Die chinesische Regierung spielt auf Zeit
Und doch hat sich an der Lage in Tibet selbst nicht viel zum besseren geändert. Die chinesische Regierung spielt auf Zeit, denn sie weiß, dass eine junge Generation, die von Smartphones, billigen Turnschuhen und knallfarbigem Fusel verwöhnt ist, eher bereit sein wird, sich politisch und kulturell zu arrangieren, als die ältere Generation, deren einziges Vorbild und größte Hoffnung der Dalai Lama ist. Die noch nicht korrumpierte Jugend ist hingegen immer weniger geneigt, dem Credo der Gewaltlosigkeit des Friedensnobelpreisträgers zu folgen. Erst recht nicht, da nach wie vor politische Gegner_innen, Querdenker_innen und solche, die es wagen, in der Öffentlichkeit über Demokratie zu sprechen, gnadenlos belästigt, tyrannisiert, weggesperrt und gefoltert werden.

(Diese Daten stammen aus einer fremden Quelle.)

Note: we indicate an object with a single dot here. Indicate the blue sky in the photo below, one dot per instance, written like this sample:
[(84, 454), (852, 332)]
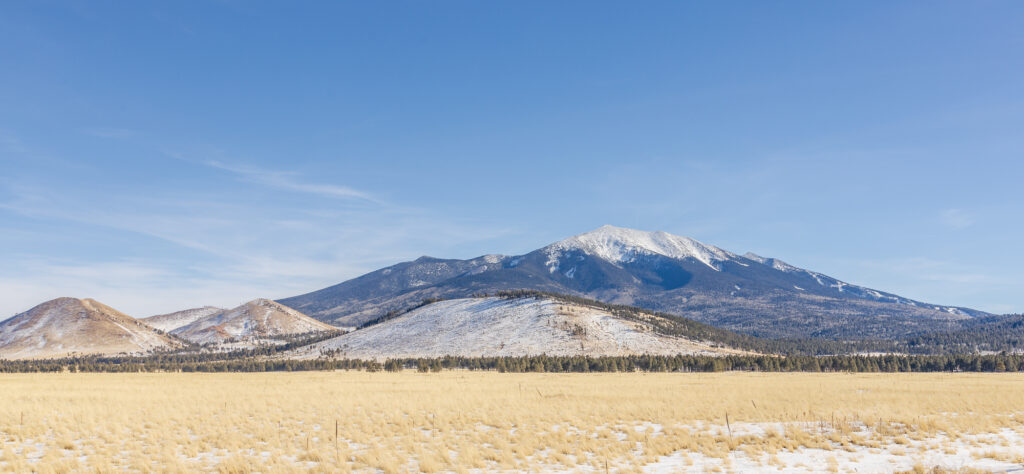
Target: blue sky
[(159, 156)]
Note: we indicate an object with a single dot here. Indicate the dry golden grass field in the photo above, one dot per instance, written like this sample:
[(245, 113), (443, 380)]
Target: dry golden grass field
[(464, 421)]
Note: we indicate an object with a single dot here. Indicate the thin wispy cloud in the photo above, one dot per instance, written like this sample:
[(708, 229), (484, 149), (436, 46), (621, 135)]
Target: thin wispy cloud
[(291, 181), (956, 218)]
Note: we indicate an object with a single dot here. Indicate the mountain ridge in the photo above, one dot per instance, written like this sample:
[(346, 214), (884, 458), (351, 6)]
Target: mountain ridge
[(654, 270)]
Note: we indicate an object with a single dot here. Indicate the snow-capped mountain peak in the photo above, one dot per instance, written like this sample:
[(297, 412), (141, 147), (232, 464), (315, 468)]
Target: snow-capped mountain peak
[(621, 245)]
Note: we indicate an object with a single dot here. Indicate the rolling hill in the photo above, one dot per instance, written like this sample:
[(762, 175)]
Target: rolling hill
[(511, 327), (257, 321), (173, 320), (70, 326)]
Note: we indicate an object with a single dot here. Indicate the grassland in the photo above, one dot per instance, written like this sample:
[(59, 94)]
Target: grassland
[(462, 421)]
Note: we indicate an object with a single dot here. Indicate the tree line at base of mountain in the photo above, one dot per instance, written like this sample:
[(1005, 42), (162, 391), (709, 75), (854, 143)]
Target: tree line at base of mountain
[(628, 363), (990, 334)]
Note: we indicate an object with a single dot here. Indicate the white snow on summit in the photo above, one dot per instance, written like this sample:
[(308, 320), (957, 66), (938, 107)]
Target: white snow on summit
[(619, 245)]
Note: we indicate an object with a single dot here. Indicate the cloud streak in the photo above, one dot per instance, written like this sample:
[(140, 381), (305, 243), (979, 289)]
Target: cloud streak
[(290, 181)]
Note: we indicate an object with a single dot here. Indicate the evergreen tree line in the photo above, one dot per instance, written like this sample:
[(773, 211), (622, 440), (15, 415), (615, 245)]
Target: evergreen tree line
[(991, 334), (678, 363)]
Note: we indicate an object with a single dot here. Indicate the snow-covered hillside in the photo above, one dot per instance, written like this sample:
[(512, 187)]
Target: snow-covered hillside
[(69, 326), (258, 320), (171, 321), (488, 327)]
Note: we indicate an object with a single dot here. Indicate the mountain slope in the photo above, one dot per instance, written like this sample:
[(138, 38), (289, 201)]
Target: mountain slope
[(502, 327), (173, 320), (69, 326), (256, 321), (655, 270)]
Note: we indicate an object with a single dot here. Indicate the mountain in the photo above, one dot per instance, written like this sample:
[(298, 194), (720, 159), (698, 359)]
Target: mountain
[(509, 327), (256, 321), (751, 294), (69, 326), (173, 320)]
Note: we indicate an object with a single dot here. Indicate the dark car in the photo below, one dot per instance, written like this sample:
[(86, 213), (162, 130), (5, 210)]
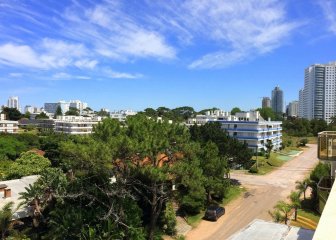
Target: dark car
[(214, 212)]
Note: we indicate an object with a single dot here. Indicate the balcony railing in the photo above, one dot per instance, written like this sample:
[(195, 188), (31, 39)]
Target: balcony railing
[(327, 146), (323, 190)]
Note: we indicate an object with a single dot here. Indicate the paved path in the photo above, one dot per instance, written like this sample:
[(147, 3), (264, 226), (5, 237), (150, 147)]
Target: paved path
[(262, 194)]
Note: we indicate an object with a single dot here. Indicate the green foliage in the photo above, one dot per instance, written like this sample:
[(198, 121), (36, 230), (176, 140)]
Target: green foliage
[(10, 147), (29, 163), (281, 211), (12, 113), (235, 110), (321, 170), (169, 219)]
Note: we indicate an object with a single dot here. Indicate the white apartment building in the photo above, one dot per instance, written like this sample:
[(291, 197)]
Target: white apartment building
[(293, 109), (247, 127), (13, 102), (319, 93), (76, 124), (254, 130), (210, 116), (79, 105), (7, 126), (121, 115)]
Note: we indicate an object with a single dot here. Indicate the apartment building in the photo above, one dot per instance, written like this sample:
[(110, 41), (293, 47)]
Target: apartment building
[(121, 115), (76, 124), (317, 99), (254, 130), (247, 127), (7, 126)]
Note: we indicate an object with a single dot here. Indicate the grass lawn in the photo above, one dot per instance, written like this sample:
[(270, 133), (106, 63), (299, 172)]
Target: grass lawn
[(309, 214), (233, 193)]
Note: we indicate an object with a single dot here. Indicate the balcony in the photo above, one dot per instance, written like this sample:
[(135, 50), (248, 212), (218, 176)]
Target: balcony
[(327, 146)]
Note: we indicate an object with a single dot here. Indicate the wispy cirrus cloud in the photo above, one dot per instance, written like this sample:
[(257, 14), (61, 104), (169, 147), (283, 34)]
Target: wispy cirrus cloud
[(87, 33), (329, 11), (49, 54)]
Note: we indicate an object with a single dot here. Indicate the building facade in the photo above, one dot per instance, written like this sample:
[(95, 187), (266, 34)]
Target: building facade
[(277, 100), (318, 99), (13, 102), (266, 102), (76, 124), (293, 109), (247, 127), (7, 126), (254, 130)]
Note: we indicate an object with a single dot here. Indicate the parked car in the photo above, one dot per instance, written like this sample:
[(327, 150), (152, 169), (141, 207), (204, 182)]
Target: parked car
[(214, 212)]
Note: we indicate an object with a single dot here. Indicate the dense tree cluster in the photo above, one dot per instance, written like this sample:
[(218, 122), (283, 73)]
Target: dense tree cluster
[(123, 181)]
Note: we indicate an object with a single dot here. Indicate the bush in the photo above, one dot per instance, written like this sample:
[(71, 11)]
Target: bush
[(253, 169)]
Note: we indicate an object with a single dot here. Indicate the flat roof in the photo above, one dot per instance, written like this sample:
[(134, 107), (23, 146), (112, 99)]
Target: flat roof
[(262, 230)]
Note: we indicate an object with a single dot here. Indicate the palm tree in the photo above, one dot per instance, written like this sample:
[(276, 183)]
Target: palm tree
[(302, 187), (295, 202), (281, 212), (6, 219)]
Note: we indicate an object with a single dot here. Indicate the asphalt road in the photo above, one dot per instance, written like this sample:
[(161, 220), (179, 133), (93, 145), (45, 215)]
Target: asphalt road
[(262, 194)]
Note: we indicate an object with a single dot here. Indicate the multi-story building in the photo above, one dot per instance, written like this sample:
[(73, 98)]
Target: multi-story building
[(75, 124), (293, 109), (266, 102), (254, 130), (50, 107), (7, 126), (79, 105), (121, 115), (277, 100), (300, 113), (13, 102), (247, 127), (319, 93), (210, 116)]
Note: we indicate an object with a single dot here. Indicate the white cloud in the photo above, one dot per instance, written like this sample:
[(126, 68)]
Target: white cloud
[(50, 54), (329, 11), (113, 74), (22, 55)]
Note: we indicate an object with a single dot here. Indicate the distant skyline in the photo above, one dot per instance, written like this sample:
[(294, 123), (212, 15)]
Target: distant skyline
[(140, 53)]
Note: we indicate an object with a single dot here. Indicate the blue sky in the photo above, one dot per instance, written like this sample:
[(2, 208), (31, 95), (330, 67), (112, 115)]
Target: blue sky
[(133, 54)]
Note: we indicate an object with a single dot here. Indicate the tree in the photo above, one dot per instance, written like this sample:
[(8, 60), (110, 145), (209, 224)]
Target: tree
[(269, 147), (12, 113), (235, 110), (29, 163), (6, 219), (214, 168), (281, 211), (59, 111), (42, 115), (301, 186), (295, 202), (267, 113)]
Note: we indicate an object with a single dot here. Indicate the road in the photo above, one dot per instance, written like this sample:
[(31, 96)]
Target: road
[(262, 194)]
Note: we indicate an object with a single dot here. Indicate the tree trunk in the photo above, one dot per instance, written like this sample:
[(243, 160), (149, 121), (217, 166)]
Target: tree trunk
[(156, 206)]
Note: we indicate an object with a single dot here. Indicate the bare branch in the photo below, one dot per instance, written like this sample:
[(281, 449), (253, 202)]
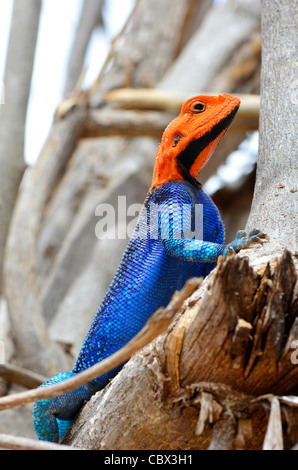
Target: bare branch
[(22, 443), (156, 325)]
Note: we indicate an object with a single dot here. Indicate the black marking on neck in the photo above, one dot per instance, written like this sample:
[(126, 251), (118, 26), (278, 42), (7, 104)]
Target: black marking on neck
[(188, 156)]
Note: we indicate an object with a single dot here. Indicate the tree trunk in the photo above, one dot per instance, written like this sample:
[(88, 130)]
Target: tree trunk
[(91, 17), (275, 201), (188, 391), (27, 295), (17, 81), (228, 357)]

Was bleibt nun, wenn der Dalai Lama und sein Tross nach diesem Auftritt zum nächsten Mega-Event reisen? Es bleibt die Hoffnung darauf, dass sein Konzept der Liebe und Gewaltlosigkeit weiter Fuß fassen kann, dass das Schicksal und das Leid Tibets nicht nur nicht vergessen, sondern insbesondere von politischer Seite immer wieder aufs Tapet geholt werden. Dass China endlich dazu gebracht wird, in Tibet, in der Uigur-Region und im eigenen Land die Menschenrechte nicht mehr nur auf dem Papier anzuerkennen und die tibetische Kultur zu erhalten und zu fördern, anstatt sie auszulöschen. Seit 55 Jahren muss der Dalai Lama nun schon im Exil leben. Fraglich bleibt, ob der heute 79-Jährige seine Heimat je wiedersehen darf, obwohl er doch schon längst fast alle nur denkbaren Zugeständnisse gemacht hat. Er selbst hat die Hoffnung nicht aufgegeben, doch, realistisch gesehen, wird sich die chinesische Regierung hüten, ihn wieder nach Tibet zu lassen – zu groß ist die Angst vor dem Verlust der militärischen Pufferzone, der Bodenschätze und der billigen Arbeitskräfte. Es wäre schließlich nicht auszudenken, zu was das seit so vielen Jahrzehnten brutal unterdrückte und trotzdem immer noch so stur widerständige tibetische Volk fähig wäre, käme sein Oberhaupt endlich wieder nach Hause.
Zum Nachlesen:
Interview des Dalai Lama mit Franz Alt (2014)
Bericht der IGFM zu der Lage in Tibet
Lesetipps der Tibet-Kennerin Alice Grünfelder (pdf)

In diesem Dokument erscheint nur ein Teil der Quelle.